Y recibía el beso, con regalos siempre. Caricias, abrazos, palabras. Sólo después de eso me dormía. Me dormía, o al menos hacía el intento. Esperaba. ¿Qué era lo que esperaba? Siendo chica, esperaba que llegara el sueño personificado, haciéndome bostezar, cerrándome los ojos y dando por finalizado mi día. Esperaba dormir. ¡Hasta para eso había que esperar! Aprendí y tomé nota: Punto Nº1, acá se espera para todo. Impacientes abstenerse.
Había noches en que simplemente ese sueño inventado por mí no llegaba jamás. Era una espera interminable. Me concentraba y hasta me convencía de que pronto iba a estar descansando, de que ese insomnio estaba en su tramo final. Cuanto más lo pensaba, menos resultado me daba. O el colchón se volvía de piedra, o la almohada pasaba a ser incómoda. Hacía frío y me buscaba más frazadas. Hacía calor y sacaba una de mis piernas afuera de la cama. Giraba unas docenas de veces, lado izquierdo, lado derecho, boca arriba, boca abajo. No hay salida.
Mi cabeza volaba y mi imaginación no tenía fin. Esperaba y el sólo hecho de pensar y ser consciente de que estaba esperando, no me traía ninguna solución. Al contrario, empeoraba y alargaba mi vigilia eterna.
Ese desvelo que parece no tener fin es el mismo de hoy. Esperando, siempre esperando. La vida misma es esa espera incierta. Lo malo es que no depende de nosotros. Que pese a conocerla, ella es la que decide cuándo irse, cuándo aparecer, cuándo volver. Lleva como acompañante al tiempo, su mejor aliado.
Vamos bien despiertos sabiendo que nos falta algo y que el único reparo es la espera. Una enemiga constante para la impaciencia que nos oprime. Cronometremos relojes, la espera no viene apurada.
Y mientras tanto, espero. Espero ese no-sé-qué- sin nombre que ciertamente no va a devolverme las horas en vela, sino que va a sacarme el sueño una vez más.

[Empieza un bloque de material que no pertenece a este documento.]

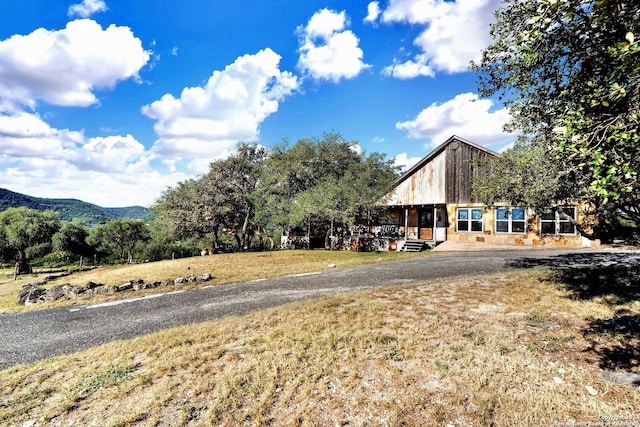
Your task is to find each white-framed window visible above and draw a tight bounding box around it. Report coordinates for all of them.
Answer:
[456,208,484,233]
[496,207,527,233]
[540,206,576,234]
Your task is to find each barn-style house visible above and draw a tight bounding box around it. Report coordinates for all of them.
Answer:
[372,136,597,250]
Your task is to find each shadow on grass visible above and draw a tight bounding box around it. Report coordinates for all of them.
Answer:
[510,252,640,371]
[510,252,640,305]
[583,309,640,371]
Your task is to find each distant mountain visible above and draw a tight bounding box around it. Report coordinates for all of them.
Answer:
[0,188,149,225]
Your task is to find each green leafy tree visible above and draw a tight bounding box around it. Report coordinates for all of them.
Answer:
[474,0,640,232]
[152,143,267,251]
[52,220,92,266]
[0,207,60,274]
[257,133,397,244]
[87,218,149,263]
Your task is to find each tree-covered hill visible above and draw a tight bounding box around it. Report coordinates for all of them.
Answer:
[0,188,149,226]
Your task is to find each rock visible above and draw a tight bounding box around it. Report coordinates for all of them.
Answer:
[62,283,87,298]
[18,283,37,305]
[18,283,47,305]
[160,279,175,286]
[44,285,65,302]
[133,279,148,291]
[24,288,47,305]
[602,371,640,387]
[118,282,133,292]
[84,282,100,289]
[93,285,118,294]
[196,273,213,282]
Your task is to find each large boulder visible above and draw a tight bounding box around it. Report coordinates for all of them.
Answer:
[18,283,46,305]
[44,285,65,302]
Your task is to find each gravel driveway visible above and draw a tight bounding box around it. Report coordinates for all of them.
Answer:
[0,249,640,369]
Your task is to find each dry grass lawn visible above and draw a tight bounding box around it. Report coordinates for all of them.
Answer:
[0,254,640,426]
[0,250,428,313]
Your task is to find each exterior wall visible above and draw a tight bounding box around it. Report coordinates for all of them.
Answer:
[445,140,493,203]
[384,150,446,206]
[447,203,600,248]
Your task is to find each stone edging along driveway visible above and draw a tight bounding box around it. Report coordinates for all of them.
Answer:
[0,250,640,369]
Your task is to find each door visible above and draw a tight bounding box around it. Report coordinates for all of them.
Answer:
[436,206,448,242]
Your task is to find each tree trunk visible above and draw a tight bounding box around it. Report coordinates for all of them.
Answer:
[16,250,31,275]
[242,209,251,250]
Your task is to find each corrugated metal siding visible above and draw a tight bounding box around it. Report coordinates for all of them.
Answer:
[445,141,496,203]
[385,150,447,206]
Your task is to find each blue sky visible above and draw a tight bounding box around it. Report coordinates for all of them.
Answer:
[0,0,514,207]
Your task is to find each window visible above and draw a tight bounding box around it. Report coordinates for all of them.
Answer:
[456,208,483,233]
[540,207,576,234]
[496,208,527,233]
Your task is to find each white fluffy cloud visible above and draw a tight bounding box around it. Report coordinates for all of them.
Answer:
[67,0,107,18]
[0,112,180,206]
[142,49,299,163]
[382,55,436,80]
[298,9,370,83]
[396,93,514,147]
[0,19,150,108]
[0,18,168,206]
[380,0,500,79]
[364,1,380,23]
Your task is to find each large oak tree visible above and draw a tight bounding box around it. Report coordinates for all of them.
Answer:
[474,0,640,236]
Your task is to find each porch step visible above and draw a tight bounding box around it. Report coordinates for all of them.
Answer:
[402,240,435,252]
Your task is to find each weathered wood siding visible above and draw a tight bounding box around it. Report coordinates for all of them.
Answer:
[444,141,492,203]
[385,150,447,206]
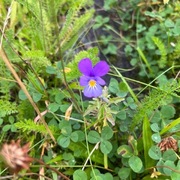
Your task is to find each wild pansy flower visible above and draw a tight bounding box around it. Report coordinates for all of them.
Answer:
[78,58,109,98]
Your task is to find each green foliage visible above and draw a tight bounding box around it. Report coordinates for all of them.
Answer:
[0,0,180,180]
[0,99,18,117]
[14,119,57,135]
[65,47,99,82]
[152,37,167,68]
[131,81,179,129]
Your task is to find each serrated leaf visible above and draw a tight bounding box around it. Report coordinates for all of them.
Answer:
[148,146,162,160]
[128,156,143,173]
[117,145,133,158]
[70,131,78,142]
[143,116,155,168]
[87,131,100,144]
[100,140,112,154]
[57,135,70,148]
[73,169,87,180]
[101,126,113,140]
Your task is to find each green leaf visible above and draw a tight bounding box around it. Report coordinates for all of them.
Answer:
[117,145,133,158]
[46,66,56,74]
[143,116,155,168]
[87,131,100,144]
[128,156,143,173]
[118,81,128,97]
[100,140,112,154]
[151,123,160,132]
[148,146,162,160]
[162,149,177,161]
[104,173,113,180]
[118,167,131,179]
[73,169,87,180]
[101,126,113,140]
[160,117,180,135]
[171,160,180,180]
[151,133,161,143]
[2,124,12,132]
[161,105,176,120]
[32,92,42,102]
[117,110,126,120]
[48,103,60,112]
[76,130,85,141]
[163,160,176,176]
[57,135,70,148]
[0,118,3,125]
[108,78,119,94]
[18,90,27,100]
[70,131,78,142]
[164,19,175,27]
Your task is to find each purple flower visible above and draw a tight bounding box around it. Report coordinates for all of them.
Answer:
[78,58,109,98]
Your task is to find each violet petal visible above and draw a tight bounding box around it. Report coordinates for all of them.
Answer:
[95,77,106,85]
[79,76,91,86]
[78,58,93,76]
[83,84,102,98]
[93,61,109,76]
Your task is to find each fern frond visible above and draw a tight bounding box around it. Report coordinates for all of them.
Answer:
[59,9,94,52]
[170,38,180,60]
[15,119,57,135]
[152,36,167,68]
[131,81,180,130]
[23,50,51,73]
[0,99,18,117]
[66,47,99,82]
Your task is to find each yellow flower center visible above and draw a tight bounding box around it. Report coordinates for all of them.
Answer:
[89,80,96,87]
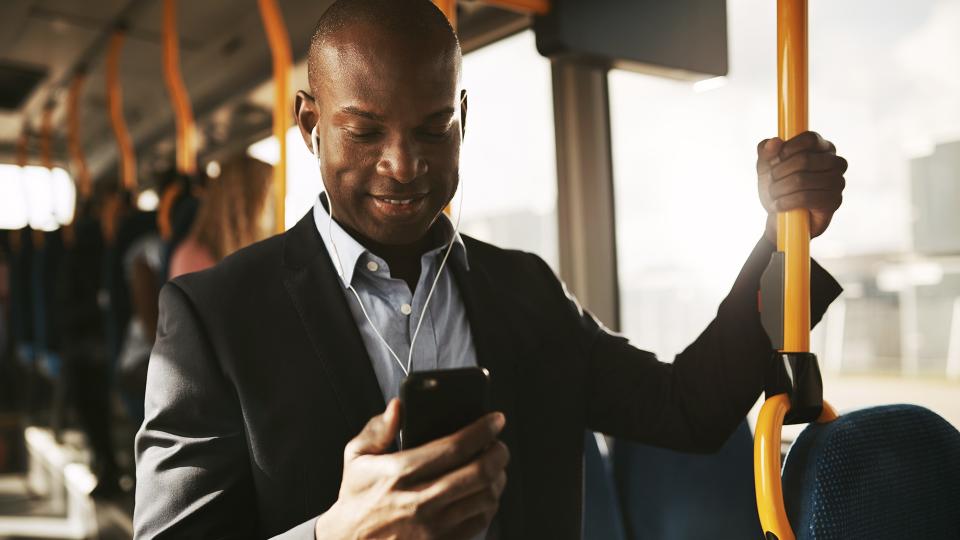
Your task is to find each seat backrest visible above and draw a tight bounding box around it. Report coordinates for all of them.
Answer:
[783,405,960,540]
[611,421,762,540]
[583,431,626,540]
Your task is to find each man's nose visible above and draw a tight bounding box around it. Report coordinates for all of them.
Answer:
[377,138,427,184]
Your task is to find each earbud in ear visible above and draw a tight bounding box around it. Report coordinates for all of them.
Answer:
[310,124,320,157]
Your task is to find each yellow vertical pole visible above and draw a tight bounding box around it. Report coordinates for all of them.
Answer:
[40,102,53,170]
[257,0,293,233]
[433,0,457,30]
[17,127,30,168]
[474,0,550,15]
[107,29,137,191]
[162,0,197,175]
[67,74,91,201]
[777,0,810,352]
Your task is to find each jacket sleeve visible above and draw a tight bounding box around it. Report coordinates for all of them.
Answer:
[569,239,842,452]
[133,282,314,540]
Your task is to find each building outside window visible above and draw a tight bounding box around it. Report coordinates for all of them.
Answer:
[609,0,960,425]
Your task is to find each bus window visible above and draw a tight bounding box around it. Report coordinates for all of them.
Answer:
[460,31,558,269]
[609,0,960,435]
[0,164,76,231]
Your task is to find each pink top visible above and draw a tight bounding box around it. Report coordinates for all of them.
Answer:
[170,236,217,279]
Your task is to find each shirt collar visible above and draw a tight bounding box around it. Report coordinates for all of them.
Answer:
[313,193,470,287]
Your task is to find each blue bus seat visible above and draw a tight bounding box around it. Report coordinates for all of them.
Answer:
[611,421,763,540]
[783,405,960,540]
[583,431,626,540]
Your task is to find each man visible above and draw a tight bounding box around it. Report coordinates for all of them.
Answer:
[134,0,846,538]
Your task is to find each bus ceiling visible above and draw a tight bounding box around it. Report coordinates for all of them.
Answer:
[0,0,727,187]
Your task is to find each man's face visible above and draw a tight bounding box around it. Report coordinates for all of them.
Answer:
[297,27,466,245]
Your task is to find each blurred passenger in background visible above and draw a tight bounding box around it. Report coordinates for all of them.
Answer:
[157,170,204,281]
[170,155,273,279]
[57,197,119,494]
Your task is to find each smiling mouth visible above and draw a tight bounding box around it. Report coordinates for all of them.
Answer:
[371,193,427,219]
[373,193,427,206]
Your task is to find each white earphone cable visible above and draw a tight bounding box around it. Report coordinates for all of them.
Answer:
[310,126,465,375]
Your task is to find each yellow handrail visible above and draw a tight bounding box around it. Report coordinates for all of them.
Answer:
[107,30,137,191]
[753,0,820,540]
[433,0,457,30]
[67,74,91,202]
[753,394,837,540]
[162,0,197,175]
[257,0,293,233]
[777,0,810,353]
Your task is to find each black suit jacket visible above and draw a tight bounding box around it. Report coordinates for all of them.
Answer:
[135,214,840,538]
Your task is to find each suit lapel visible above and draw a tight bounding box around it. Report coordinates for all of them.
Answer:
[450,244,523,538]
[284,212,385,437]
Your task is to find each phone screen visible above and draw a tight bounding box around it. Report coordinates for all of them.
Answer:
[400,367,490,450]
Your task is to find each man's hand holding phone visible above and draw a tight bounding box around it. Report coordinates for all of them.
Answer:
[316,399,510,538]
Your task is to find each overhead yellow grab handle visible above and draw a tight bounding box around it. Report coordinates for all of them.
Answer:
[107,29,137,191]
[257,0,293,233]
[162,0,197,176]
[474,0,550,15]
[67,74,92,202]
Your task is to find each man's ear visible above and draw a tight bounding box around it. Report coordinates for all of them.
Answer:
[293,90,320,154]
[460,89,467,139]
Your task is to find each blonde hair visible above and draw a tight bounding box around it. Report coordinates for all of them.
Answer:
[190,154,273,261]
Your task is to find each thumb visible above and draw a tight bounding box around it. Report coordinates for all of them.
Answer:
[344,398,400,461]
[757,137,783,174]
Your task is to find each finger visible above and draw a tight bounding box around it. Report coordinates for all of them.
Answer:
[431,473,507,531]
[757,137,783,174]
[423,441,510,513]
[344,398,400,461]
[769,171,846,201]
[779,131,837,161]
[397,412,506,484]
[770,152,846,181]
[774,190,843,212]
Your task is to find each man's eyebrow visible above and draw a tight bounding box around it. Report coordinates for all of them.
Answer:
[340,105,383,122]
[425,107,457,122]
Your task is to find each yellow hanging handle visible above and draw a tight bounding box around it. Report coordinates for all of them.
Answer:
[107,29,137,192]
[162,0,197,176]
[257,0,293,233]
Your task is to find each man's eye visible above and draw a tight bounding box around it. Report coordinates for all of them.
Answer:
[343,128,380,142]
[422,128,450,141]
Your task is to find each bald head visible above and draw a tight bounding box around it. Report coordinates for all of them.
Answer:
[307,0,461,94]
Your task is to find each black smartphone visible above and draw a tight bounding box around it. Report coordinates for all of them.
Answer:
[400,367,490,450]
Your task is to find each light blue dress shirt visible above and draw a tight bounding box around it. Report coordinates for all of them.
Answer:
[313,193,477,402]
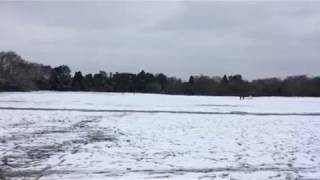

"(...) cada vez más resuelto a prolongar la espera,
y a esperar,
y esperar,
y seguir esperando
con tal de no acercarme
a la aridez inerte,
a la desesperanza
de no esperar ya nada;
de no poder, siquiera,
continuar esperando."
[Espera, Oliverio Girondo]
y a esperar,
y esperar,
y seguir esperando
con tal de no acercarme
a la aridez inerte,
a la desesperanza
de no esperar ya nada;
de no poder, siquiera,
continuar esperando."
[Espera, Oliverio Girondo]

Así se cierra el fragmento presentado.